It may be difficult to choose whether or not to relocate. It’s possible that things are getting tight, you’re ready for an upgrade, your kids need better schools, your relationship is changing, a new city job opportunity exists, suburban life beckons you, there’s too much empty space in your home, safety concerns or nearby noisy neighbors exist; the reasons are endless. Or, the place you’re at does not have the space or capabilities for that home theater system/smart home upgrade you’ve been dreaming of. Either way, the decision must be made. So now what?

You’ll need to evaluate your lifestyle and see if a change of scenery is really what you’re looking for. Here are some things to keep in mind while you make your decision:

  • Do you feel like you’re stuck in a rut?

If every day feels the same and you’re bored with your surroundings, it may be time for a change. A new location can offer new opportunities and experiences that can help you feel more fulfilled.

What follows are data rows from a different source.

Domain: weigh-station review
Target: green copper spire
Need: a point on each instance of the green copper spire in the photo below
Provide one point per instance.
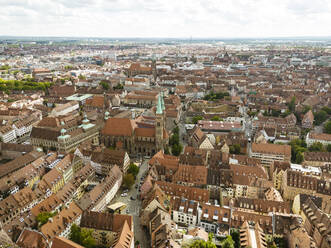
(159, 106)
(162, 101)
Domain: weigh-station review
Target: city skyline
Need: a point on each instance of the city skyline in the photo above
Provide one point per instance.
(171, 19)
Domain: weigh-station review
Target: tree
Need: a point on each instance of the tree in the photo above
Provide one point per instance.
(316, 147)
(228, 242)
(297, 146)
(299, 158)
(291, 105)
(133, 169)
(166, 150)
(75, 234)
(235, 237)
(202, 244)
(216, 118)
(306, 108)
(128, 181)
(320, 117)
(176, 149)
(104, 85)
(327, 110)
(327, 127)
(197, 118)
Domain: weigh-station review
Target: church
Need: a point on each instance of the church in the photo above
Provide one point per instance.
(142, 136)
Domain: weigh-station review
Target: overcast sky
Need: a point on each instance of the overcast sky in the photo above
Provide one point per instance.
(166, 18)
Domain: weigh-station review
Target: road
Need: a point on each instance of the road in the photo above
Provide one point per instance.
(133, 207)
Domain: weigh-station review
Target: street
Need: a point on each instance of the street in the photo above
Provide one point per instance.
(133, 207)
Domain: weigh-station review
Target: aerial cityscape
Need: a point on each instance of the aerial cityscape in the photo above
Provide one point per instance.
(168, 139)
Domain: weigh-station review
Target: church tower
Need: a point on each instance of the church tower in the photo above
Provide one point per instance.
(154, 70)
(159, 124)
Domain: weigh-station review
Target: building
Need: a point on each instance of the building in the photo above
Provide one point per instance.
(318, 159)
(110, 230)
(317, 224)
(106, 158)
(60, 224)
(308, 120)
(296, 182)
(60, 242)
(252, 236)
(184, 211)
(135, 138)
(65, 109)
(7, 134)
(215, 219)
(220, 126)
(54, 133)
(323, 138)
(268, 153)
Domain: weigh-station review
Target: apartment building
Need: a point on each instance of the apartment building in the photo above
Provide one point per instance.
(184, 211)
(268, 153)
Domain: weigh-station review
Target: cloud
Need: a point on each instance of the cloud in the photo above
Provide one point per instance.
(171, 18)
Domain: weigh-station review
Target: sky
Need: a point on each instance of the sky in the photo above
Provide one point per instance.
(166, 18)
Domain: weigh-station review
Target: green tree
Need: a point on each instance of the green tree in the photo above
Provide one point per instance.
(327, 127)
(216, 118)
(306, 108)
(118, 87)
(327, 110)
(104, 85)
(235, 237)
(166, 150)
(128, 181)
(75, 234)
(197, 118)
(291, 105)
(228, 242)
(316, 147)
(202, 244)
(299, 158)
(133, 169)
(297, 146)
(176, 149)
(320, 117)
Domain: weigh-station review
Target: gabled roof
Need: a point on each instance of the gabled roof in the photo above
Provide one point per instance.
(119, 127)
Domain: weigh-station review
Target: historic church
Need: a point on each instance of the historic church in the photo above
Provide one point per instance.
(145, 135)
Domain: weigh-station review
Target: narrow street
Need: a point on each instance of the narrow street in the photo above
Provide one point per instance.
(133, 207)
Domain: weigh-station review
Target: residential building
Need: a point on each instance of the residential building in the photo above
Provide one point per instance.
(111, 230)
(308, 120)
(252, 236)
(268, 153)
(135, 138)
(323, 138)
(184, 211)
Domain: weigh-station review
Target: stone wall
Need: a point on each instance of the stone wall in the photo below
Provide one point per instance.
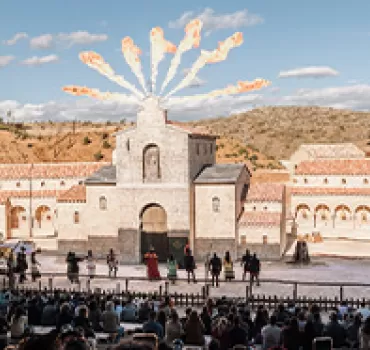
(263, 251)
(204, 246)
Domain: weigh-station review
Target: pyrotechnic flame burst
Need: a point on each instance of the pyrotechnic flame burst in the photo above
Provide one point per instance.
(159, 47)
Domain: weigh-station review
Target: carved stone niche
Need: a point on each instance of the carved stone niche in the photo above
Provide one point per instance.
(151, 164)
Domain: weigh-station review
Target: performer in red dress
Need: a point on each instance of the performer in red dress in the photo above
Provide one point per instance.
(151, 260)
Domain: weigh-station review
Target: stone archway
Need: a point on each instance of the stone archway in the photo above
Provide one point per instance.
(153, 231)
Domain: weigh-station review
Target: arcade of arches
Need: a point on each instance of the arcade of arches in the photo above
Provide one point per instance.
(340, 216)
(20, 221)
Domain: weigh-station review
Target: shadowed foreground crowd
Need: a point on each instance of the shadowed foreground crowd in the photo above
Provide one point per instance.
(82, 321)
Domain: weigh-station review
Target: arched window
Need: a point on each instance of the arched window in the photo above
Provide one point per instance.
(76, 217)
(216, 204)
(151, 164)
(103, 203)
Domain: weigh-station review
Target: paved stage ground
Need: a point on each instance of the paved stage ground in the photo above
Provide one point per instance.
(321, 270)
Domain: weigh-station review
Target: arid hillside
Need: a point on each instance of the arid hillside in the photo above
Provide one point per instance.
(260, 137)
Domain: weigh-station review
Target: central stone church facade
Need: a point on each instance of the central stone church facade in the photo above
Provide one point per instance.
(163, 189)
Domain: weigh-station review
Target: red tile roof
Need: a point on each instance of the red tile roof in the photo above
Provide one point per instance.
(334, 167)
(76, 194)
(48, 170)
(260, 218)
(265, 192)
(329, 191)
(200, 131)
(5, 195)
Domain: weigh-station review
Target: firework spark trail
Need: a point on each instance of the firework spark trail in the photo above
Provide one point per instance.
(97, 94)
(241, 87)
(191, 39)
(131, 53)
(218, 55)
(97, 62)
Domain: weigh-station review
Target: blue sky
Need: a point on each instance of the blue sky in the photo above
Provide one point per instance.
(321, 46)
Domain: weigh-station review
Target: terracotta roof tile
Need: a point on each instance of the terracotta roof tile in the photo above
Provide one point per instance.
(260, 218)
(48, 170)
(338, 150)
(5, 195)
(192, 130)
(330, 191)
(334, 167)
(76, 194)
(265, 192)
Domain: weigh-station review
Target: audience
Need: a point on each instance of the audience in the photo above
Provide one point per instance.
(78, 319)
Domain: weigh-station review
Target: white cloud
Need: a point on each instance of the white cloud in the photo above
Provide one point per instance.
(44, 41)
(5, 60)
(82, 38)
(212, 21)
(36, 61)
(309, 72)
(347, 97)
(18, 36)
(355, 97)
(196, 82)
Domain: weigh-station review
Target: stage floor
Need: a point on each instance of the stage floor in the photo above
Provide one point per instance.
(321, 270)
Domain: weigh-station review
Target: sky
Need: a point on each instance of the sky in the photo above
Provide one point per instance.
(313, 53)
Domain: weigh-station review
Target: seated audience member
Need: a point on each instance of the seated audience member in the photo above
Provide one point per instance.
(18, 324)
(335, 331)
(152, 326)
(111, 322)
(129, 312)
(173, 328)
(194, 330)
(49, 314)
(65, 316)
(237, 335)
(364, 335)
(271, 334)
(364, 311)
(82, 321)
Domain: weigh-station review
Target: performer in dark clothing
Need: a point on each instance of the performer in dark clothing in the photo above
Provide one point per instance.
(112, 263)
(73, 268)
(22, 265)
(215, 266)
(255, 267)
(246, 259)
(189, 264)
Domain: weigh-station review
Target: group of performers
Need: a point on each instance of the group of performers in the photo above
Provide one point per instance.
(12, 265)
(250, 263)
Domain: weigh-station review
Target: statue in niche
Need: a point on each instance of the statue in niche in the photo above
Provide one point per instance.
(151, 166)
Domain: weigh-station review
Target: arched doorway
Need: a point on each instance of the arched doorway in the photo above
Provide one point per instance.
(153, 231)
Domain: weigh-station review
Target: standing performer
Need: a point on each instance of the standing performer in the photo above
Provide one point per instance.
(215, 267)
(228, 267)
(255, 267)
(91, 266)
(189, 263)
(151, 261)
(22, 265)
(112, 263)
(73, 268)
(246, 259)
(172, 269)
(35, 272)
(11, 268)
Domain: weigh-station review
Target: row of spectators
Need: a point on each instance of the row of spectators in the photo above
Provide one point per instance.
(75, 317)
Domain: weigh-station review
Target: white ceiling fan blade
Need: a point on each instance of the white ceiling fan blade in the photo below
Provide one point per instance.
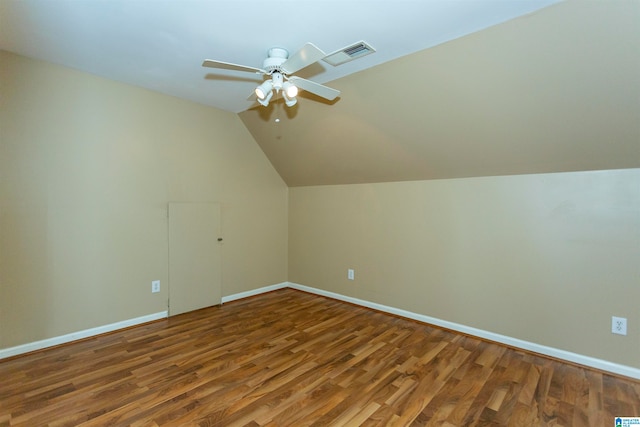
(315, 88)
(307, 55)
(211, 63)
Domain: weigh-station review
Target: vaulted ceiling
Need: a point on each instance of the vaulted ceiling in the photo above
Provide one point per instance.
(455, 89)
(554, 91)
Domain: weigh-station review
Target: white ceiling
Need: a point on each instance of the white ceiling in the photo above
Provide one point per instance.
(160, 44)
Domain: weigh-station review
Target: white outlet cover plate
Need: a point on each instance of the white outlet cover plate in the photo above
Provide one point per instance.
(619, 325)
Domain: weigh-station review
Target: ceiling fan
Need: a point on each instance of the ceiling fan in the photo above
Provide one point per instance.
(279, 67)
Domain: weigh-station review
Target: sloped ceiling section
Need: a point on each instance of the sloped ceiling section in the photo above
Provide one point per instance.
(554, 91)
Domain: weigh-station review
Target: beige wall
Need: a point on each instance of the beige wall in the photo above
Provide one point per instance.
(543, 258)
(87, 167)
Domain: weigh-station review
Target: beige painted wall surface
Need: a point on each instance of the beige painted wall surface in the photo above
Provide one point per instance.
(87, 167)
(544, 258)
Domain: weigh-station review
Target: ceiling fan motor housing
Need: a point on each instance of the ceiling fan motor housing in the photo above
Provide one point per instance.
(277, 56)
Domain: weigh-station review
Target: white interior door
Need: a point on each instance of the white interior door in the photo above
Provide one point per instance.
(194, 256)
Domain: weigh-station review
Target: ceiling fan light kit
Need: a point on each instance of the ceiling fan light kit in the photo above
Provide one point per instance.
(279, 65)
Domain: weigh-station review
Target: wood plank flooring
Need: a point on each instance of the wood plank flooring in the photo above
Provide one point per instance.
(288, 358)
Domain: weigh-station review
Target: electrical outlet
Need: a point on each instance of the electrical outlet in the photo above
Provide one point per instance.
(619, 325)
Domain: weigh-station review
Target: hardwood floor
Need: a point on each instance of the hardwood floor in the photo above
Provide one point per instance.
(288, 358)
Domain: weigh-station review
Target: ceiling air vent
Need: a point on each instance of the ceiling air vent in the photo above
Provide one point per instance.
(349, 53)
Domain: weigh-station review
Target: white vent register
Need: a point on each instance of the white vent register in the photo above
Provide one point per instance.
(349, 53)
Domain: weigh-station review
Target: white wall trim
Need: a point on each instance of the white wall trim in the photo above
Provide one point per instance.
(603, 365)
(254, 292)
(74, 336)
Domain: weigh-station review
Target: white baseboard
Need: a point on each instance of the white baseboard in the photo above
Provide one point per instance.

  • Are you struggling to make ends meet?

If your current home is costing more than you can afford, it may be time to consider a move. Downsizing to a smaller home or relocating to a cheaper area can help you free up some extra cash each month.

  • Are your children’s schools adequate?

If you’re not happy with your kids’ schools, it may be time to consider a move. Researching different school districts and finding the right fit for your family can ensure that your children get the education they deserve.

  • Is your relationship changing?

If you’re getting married, divorced, or starting a family, your living situation may need to change as well. Moving to a larger home or a more family-friendly neighborhood can provide the space and support you need during this time of transition.

  • Are you looking for a new job?

If you’re considering a career change, relocating to a city with more job opportunities can help you find the right position. Conducting research and networking with people in your desired field can give you a better chance of landing the job you want.

  • Are you ready for a change of pace?

If you’re tired of the hustle and bustle of the city, moving to a more rural area can offer a slower pace of life. Alternatively, if you’re looking for more excitement, relocating to a larger city can provide new cultural experiences and opportunities.

  • Are you prepared to move?

Making the decision to move is just the first step in the process. Once you’ve decided to relocate, you’ll need to start packing, arrange for transportation, and plan for the cost of living in your new location. Taking the time to research and prepare for your move can help ensure that it goes smoothly.

I want to move but don’t know where to go?

First things first…check in with yourself. Why are you thinking of moving? Are you “running” from something? Then ask those important (and practical) questions. Maybe take things for a test run, like go on a vacation to where you are thinking of moving to. Most importantly, find a reputable, honest realtor and lean on that agent for help.

How do you plan and organize a move?

The best way to plan a move is by decluttering your home, making a list of everything you need to do before moving, packing early, hiring a professional moving company, and having a garage sale. You should also forward your mail and change your address with the post office and other organizations.

Finally, pack your most essential items in a “go bag.” This should include items like toiletries, a change of clothes, medications, your phone charger, and anything else you might need for the first few days in your new home.

When you’re finally ready to move, be sure to schedule the disconnection of your utilities at your old home and the connection of utilities at your new home. You should also return any keys to your old landlord or property manager and do a final walk-through of your old home. Finally, celebrate your new beginning in your new home!

“A Change is as Good as a Rest”

What’s the saying? “A change is as good as a rest.” ‘A change is as good as a rest’ is an old English proverb that means that changing your job or profession is also as beneficial as taking a break.

So, if you’re feeling restless, it might be time for a change. But before you pick up and move to a new city or state, there are some important questions you should ask yourself.

Do you really need a change? Are you just running away from something? Or are you running towards something? Be honest with yourself.

If you’re thinking of moving because you’re unhappy with your job, your relationship, or your living situation, ask yourself if a change of scenery is really going to solve those problems. If the root of your unhappiness is internal, then no matter where you go, you’ll still be carrying that baggage with you. In that case, it might be worth exploring therapy or counseling before making a major life change.

I want to move but don t know where to go

On the other hand, if you’re genuinely excited about the prospect of starting fresh somewhere new, then it’s time to start doing your research.

First, visit the city or state you’re thinking of moving to. Spend some time there and get a feel for the place. Do you like the weather? The people? The pace of life?

If you can, try to stay with friends or family so you’re not spending all your time in hotels or Airbnbs. This will give you a more realistic sense of what it would be like to live there.

While you’re there, pay attention to the practicalities. How’s the job market? What’s the cost of living like? What are the schools like?

And don’t forget about your support network. If you have young children, is there daycare available? If you’re moving for your partner’s job, will they be able to find a job too? These are all important factors to consider before making a move.

How do you decide if you should move?

All in all, when considering whether to move or not, the most important thing is to listen to your gut. If you have a good feeling about it, go for it! But if you’re unsure, it might be better to wait it out and see how you feel in a few months. After all, a change is as good as a rest – but only if it’s the right change for you.